Freire has been, and probably still is, in the top drawer of international pianists – certainly by reputation, anyway. And, if you like the piano to sound as though somebody has sprayed foam inside it, this was the recital for you. Although 72 year old Freire still possesses a formidable technique and is a master of phrasing, he keeps the sound bottled up for most of the time. Many of my audience colleagues to whom I spoke didn’t agree with me and I’ll take that one on the chin. I was looking for excitement rather than gentle contemplation and maybe they weren’t.
On the indisputable plus side was the choice of program. It covered Bach piano transcriptions, a Beethoven sonata, a Debussy suite and a Chopin sonata. In other words, something for everybody, thank you Nelson.
We began with Siloti’s take on Bach’s Organ Prelude, BWV 535 – a great recital opener because it allows a warmup with unhurried, predictable chords before suddenly exploding into two handed runs and forte wallops. Another prolific Bach transcriber, Busoni, provided piano versions of two choral preludes, BWV 639 and 667. They seemed to want more vivid treatment from Freire even though the wheels wobbled fearsomely towards the end of 667.
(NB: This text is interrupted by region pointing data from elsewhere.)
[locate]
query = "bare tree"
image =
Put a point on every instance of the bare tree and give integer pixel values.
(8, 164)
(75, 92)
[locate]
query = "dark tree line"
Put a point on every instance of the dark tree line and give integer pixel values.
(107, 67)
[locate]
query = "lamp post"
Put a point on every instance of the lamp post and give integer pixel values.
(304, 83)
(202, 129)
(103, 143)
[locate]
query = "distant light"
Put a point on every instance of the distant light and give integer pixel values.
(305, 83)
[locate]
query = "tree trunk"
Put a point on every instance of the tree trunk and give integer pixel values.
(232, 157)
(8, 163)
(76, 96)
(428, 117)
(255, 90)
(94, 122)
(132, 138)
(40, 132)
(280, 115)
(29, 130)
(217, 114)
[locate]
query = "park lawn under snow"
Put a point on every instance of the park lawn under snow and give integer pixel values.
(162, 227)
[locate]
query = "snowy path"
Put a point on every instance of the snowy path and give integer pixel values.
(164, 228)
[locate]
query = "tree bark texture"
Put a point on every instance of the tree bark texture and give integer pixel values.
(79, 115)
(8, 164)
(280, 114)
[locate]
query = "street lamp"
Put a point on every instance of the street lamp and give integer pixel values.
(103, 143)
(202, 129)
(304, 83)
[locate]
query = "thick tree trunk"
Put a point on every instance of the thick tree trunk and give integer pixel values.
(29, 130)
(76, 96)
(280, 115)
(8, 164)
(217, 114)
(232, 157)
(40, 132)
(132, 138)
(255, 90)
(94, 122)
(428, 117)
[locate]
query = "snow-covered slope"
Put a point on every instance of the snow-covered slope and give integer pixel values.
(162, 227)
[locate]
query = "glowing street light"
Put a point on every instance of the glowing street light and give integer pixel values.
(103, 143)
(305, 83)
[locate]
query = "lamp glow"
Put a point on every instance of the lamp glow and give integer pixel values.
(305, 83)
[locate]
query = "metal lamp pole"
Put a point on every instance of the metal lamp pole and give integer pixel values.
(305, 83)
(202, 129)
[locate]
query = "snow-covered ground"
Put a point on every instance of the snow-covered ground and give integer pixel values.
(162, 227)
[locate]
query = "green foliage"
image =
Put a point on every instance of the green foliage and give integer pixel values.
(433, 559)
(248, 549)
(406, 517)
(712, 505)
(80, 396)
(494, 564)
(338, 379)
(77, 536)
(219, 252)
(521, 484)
Myra Hess’s crowd-pleaser arrangement of Bach’s Jesu, Joy of Man’s Desiring rounded out the transcriptions. Freire’s reverential quiet was well placed here.
Beethoven’s Sonata No. 31 in A flat, Op 110 got the Chopinesque nocturnal treatment from Freire when I was itching for a bit of blood and thunder. The only passages that approached forte were near the end of the final movement.
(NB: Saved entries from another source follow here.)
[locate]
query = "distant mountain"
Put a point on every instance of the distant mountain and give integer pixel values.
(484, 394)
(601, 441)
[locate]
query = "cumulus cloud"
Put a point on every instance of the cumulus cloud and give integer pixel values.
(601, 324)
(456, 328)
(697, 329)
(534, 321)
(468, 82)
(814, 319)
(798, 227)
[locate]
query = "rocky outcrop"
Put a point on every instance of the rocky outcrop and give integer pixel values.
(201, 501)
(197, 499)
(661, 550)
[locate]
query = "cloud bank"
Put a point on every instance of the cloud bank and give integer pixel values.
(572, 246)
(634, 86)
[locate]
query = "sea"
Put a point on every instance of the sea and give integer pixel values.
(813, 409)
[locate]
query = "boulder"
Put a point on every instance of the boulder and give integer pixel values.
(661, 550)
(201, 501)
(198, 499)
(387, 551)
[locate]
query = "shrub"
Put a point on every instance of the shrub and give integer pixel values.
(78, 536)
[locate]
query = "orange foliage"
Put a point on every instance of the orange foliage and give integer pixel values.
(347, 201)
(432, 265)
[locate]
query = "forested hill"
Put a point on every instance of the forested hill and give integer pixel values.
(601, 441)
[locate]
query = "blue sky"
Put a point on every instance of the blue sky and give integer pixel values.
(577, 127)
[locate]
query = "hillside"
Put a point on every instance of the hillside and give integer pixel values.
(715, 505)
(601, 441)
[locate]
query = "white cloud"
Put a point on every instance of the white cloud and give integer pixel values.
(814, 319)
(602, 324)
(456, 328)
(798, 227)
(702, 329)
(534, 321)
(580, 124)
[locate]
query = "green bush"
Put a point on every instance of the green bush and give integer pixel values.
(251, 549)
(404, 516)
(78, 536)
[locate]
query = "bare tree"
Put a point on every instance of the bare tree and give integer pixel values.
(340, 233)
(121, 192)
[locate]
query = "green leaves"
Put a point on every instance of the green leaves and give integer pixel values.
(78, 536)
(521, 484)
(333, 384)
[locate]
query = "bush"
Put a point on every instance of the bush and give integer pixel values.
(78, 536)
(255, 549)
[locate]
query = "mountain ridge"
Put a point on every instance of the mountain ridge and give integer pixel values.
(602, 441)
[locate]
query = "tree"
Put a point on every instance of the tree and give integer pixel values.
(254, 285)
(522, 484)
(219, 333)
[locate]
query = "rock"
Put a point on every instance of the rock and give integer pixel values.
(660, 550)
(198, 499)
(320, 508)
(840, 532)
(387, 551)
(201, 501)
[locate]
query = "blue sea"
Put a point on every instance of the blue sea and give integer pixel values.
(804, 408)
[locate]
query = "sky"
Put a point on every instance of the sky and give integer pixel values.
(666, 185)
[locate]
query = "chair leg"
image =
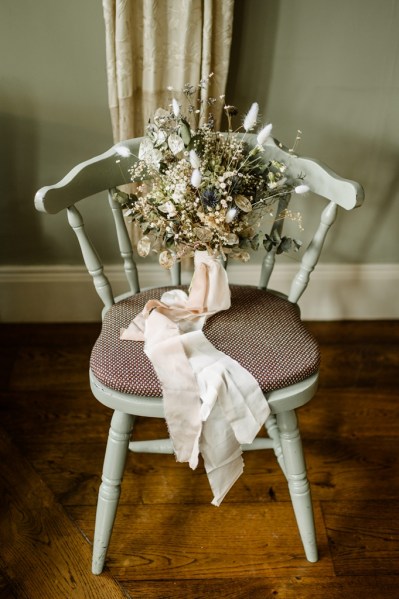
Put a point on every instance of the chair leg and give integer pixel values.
(274, 435)
(110, 488)
(298, 483)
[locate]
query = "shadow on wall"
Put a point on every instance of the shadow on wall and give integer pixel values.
(249, 75)
(19, 227)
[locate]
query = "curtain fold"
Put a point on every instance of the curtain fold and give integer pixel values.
(153, 45)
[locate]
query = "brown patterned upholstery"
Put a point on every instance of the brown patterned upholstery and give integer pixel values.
(261, 331)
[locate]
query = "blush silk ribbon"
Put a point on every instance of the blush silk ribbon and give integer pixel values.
(212, 404)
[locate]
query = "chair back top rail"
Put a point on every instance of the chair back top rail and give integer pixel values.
(111, 169)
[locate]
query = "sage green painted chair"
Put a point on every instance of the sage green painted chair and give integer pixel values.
(262, 330)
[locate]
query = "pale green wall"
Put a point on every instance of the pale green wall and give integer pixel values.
(331, 69)
(328, 68)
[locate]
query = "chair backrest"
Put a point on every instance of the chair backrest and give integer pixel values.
(111, 169)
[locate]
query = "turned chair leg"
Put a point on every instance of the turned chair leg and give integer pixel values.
(110, 488)
(298, 483)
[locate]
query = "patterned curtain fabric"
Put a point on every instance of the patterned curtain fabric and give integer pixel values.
(152, 45)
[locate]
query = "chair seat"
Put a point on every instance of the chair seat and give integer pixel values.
(262, 331)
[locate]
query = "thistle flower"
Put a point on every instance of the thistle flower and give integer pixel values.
(251, 117)
(230, 215)
(194, 159)
(264, 134)
(210, 198)
(196, 178)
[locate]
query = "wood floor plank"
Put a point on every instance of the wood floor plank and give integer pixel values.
(292, 587)
(353, 412)
(363, 536)
(42, 553)
(350, 469)
(169, 542)
(201, 541)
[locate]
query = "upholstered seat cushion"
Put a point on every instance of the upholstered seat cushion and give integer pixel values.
(262, 331)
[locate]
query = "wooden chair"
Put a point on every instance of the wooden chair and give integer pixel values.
(270, 341)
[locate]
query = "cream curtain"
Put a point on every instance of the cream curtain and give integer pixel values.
(152, 45)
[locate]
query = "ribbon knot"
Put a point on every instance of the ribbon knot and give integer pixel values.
(212, 404)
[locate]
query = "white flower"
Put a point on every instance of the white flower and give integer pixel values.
(168, 208)
(175, 143)
(194, 159)
(123, 151)
(301, 189)
(196, 178)
(251, 117)
(145, 150)
(144, 246)
(264, 134)
(166, 259)
(175, 107)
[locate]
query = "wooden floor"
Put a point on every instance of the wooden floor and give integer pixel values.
(169, 542)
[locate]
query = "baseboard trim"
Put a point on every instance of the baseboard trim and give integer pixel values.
(66, 293)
This gentler take on Beethoven may have made for pleasant enough listening, but didn’t demand my attention.
If Freire’s Beethoven was contemplative, it was no surprise that Debussy’s Children’s Corner Suite danced about on spongy grass. These pieces were composed for Debussy’s daughter, ‘Chouchou’, and are utterly charming. Freire played them in that context, but his interpretation would have had a bigger impact if they had been preceded by lustier playing.
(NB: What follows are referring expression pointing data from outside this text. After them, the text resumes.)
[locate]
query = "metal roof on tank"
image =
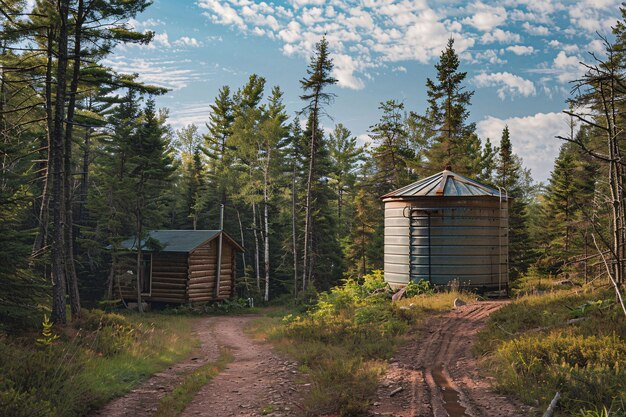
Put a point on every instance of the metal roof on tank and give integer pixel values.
(444, 184)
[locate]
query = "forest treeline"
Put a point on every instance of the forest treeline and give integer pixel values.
(87, 160)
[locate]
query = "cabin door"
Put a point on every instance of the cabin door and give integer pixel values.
(146, 274)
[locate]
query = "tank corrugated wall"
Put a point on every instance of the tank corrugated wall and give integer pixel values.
(445, 239)
(396, 245)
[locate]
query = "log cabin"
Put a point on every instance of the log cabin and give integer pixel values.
(180, 266)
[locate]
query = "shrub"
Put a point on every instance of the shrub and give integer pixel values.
(341, 341)
(418, 288)
(586, 370)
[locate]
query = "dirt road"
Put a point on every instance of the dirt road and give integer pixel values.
(436, 375)
(257, 382)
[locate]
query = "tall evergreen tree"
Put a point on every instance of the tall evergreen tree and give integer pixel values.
(511, 178)
(345, 155)
(451, 137)
(318, 79)
(392, 153)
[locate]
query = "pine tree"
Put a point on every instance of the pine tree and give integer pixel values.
(318, 79)
(150, 167)
(513, 181)
(451, 138)
(345, 155)
(273, 133)
(392, 153)
(216, 148)
(193, 188)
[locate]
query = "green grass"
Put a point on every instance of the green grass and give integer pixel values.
(533, 353)
(165, 340)
(343, 341)
(176, 401)
(102, 356)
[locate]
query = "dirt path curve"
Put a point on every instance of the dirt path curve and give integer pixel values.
(439, 375)
(256, 383)
(241, 390)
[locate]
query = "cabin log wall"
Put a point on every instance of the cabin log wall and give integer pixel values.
(203, 269)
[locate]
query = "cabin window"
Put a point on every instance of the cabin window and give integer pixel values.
(146, 274)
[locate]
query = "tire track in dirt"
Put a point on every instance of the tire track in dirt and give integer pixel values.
(439, 374)
(257, 382)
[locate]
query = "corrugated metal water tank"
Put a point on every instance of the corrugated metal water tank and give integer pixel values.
(447, 227)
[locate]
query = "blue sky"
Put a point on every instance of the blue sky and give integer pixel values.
(520, 56)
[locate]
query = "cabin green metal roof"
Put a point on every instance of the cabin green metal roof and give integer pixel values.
(174, 240)
(444, 184)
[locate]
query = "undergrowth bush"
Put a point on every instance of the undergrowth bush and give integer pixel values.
(228, 306)
(344, 338)
(586, 370)
(572, 341)
(98, 357)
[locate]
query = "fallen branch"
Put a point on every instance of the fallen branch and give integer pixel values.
(552, 405)
(540, 329)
The jewel in the crown was undoubtedly the Chopin Sonata No. 3 in B minor, Op.58. Chopin had reverted to the four movement sonata form at this stage in his composing career, but he broke new ground within that framework. This is Chopin at his most dramatic and also his most lyrical. Although you couldn’t accuse Freire of hitting wrong notes or not being able to attack a passage like an express train, his right and left hand often seemed to be in disagreement as to where they were in the score. Having said that, I loved his third movement, largo. When the melody shifted to the left hand, supported by a repetitive major sixth figure in the right, it became a heart melter – perfectly suiting his performance style. In the final presto non tanto movement Freire let the lion out of its cage with a brilliant technical and interpretive display and I wish he’d opened the door earlier in the recital.
Apart from his playing, Nelson Freire extracts great affection from his audience. Modesty comes across in the way he walks, sits unmoving at that keyboard (like Arthur Rubenstein and Vladimir Horowitz used to) and shyly bows to applause. On this occasion he was generous with encores which included a deliciously played Chopin Mazurka and Grieg’s “Wedding day at Troldhaugen” – more of a shotgun wedding actually, judging by its furious speed.